Under the sweetened Santos offer, Oil Search shareholders would own 38.5 per cent of a combined company with a portfolio of oil and gas assets spanning Australia, the Pacific and the US.
The new offer, which was disclosed on Monday, represented a 6.5 per cent premium on Santos’s original merger proposal on June 25, which was rejected by Oil Search’s board last month.
Oil Search told investors there was strategic logic to the merger, which would create a regional energy champion in the Pacific. The company’s board said it planned to unanimously recommend the offer in the absence of a superior proposal.
Oil Search shares surged more than 5 per cent to A$4.01 on the Australian Securities Exchange.
Analysts said Oil Search’s rapid U-turn on the merger proposal reflected the company’s weakened position following recent management turmoil and concerns about its expansion in Alaska.
“Oil Search’s board has raised the white flag, having been weakened in the wake of management churn and governance concerns, and pressured into a merger by increasingly frustrated investors,” said Saul Kavonic, an analyst at Credit Suisse.
“The acceptance of the offer can essentially be viewed as a capitulation by Oil Search that their Alaska asset is not worth what they hoped it would be.”
Oil Search chair Rick Lee announced last month that chief executive Keiran Wulff had resigned for health reasons, but added the board had also received complaints about his behaviour. Lee had faced criticism from investors following his failure to disclose Santos’s initial approach to Oil Search during an investor day.
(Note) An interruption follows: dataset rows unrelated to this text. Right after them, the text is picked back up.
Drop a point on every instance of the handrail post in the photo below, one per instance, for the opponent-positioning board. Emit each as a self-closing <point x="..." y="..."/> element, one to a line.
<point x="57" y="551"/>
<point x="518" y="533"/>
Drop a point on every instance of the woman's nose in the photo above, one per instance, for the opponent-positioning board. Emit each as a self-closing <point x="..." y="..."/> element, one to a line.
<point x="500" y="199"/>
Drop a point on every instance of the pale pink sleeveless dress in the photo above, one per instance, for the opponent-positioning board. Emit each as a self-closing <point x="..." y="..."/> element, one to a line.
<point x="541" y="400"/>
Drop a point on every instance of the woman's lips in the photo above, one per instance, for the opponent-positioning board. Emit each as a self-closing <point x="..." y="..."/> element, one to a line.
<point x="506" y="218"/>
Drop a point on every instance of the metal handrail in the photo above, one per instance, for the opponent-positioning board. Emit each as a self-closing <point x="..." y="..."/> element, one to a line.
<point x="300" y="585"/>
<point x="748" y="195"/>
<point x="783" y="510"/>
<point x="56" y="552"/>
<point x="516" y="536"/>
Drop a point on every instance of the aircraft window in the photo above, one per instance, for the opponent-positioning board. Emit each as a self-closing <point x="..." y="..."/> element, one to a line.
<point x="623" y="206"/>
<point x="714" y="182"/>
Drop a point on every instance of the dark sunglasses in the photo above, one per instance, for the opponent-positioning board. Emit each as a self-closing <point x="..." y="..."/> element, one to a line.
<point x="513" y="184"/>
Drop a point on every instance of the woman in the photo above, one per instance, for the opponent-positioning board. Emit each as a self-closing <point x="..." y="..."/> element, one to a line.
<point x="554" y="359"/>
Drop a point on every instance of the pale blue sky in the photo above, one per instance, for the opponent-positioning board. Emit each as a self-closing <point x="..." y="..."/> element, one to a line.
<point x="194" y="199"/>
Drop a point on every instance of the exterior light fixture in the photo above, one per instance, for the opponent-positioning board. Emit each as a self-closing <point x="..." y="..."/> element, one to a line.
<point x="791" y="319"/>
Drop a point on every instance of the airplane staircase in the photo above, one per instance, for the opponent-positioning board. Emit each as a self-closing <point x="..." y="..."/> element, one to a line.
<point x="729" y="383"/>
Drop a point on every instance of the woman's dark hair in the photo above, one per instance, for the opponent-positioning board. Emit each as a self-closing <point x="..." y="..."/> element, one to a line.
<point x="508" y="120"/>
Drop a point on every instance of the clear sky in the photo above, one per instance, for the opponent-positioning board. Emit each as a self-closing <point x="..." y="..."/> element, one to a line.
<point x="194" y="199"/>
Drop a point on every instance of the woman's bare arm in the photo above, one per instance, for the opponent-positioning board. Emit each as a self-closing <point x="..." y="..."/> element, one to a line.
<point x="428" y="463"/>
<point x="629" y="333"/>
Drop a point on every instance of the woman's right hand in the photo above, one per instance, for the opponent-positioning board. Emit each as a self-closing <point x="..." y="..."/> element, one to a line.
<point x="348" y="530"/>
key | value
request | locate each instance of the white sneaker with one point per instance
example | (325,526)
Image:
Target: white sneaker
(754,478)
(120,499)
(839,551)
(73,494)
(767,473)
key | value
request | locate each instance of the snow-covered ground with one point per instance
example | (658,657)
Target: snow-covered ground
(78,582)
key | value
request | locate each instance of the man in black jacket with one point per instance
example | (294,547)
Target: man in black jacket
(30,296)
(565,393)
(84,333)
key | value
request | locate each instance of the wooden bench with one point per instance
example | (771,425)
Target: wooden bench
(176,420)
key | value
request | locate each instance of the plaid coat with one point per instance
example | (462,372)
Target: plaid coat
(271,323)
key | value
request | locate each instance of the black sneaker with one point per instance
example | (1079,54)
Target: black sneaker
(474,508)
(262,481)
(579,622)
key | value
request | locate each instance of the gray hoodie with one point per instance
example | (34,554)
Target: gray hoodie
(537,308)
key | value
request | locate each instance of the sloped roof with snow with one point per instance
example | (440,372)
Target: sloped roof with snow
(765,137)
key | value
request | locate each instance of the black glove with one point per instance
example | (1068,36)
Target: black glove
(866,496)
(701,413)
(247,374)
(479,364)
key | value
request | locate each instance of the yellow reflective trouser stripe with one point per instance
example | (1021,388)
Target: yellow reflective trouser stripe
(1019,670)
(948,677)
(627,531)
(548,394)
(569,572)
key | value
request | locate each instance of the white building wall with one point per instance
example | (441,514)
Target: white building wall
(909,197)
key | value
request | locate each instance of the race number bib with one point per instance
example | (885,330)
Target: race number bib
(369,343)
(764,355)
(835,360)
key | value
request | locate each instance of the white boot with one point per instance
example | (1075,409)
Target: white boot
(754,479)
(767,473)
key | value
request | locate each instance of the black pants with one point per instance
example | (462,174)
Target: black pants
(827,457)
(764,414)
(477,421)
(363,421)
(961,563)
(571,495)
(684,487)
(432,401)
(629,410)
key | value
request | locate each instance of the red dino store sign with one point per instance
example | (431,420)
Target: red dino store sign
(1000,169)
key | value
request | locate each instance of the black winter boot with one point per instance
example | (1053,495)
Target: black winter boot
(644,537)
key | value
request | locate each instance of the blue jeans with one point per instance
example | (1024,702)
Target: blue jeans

Oil Search and Santos each own stakes in PNG LNG, a highly profitable liquefied natural gas facility in Papua New Guinea that is operated by ExxonMobil.
Neil Beveridge, an analyst at Bernstein, said Santos’s offer for Oil Search could elicit interest from ExxonMobil or Total, both of which have assets in PNG.
“I think acceptance of this offer could trigger both of these companies to evaluate whether or not they will bid [for Oil Search],” he said.
“Going back a few years, I think it would be almost inevitable that you would get both of those companies interested. I think the question now is in the current era, where oil majors are more willing to divest assets than acquire assets, is there an appetite there for a counterbid.”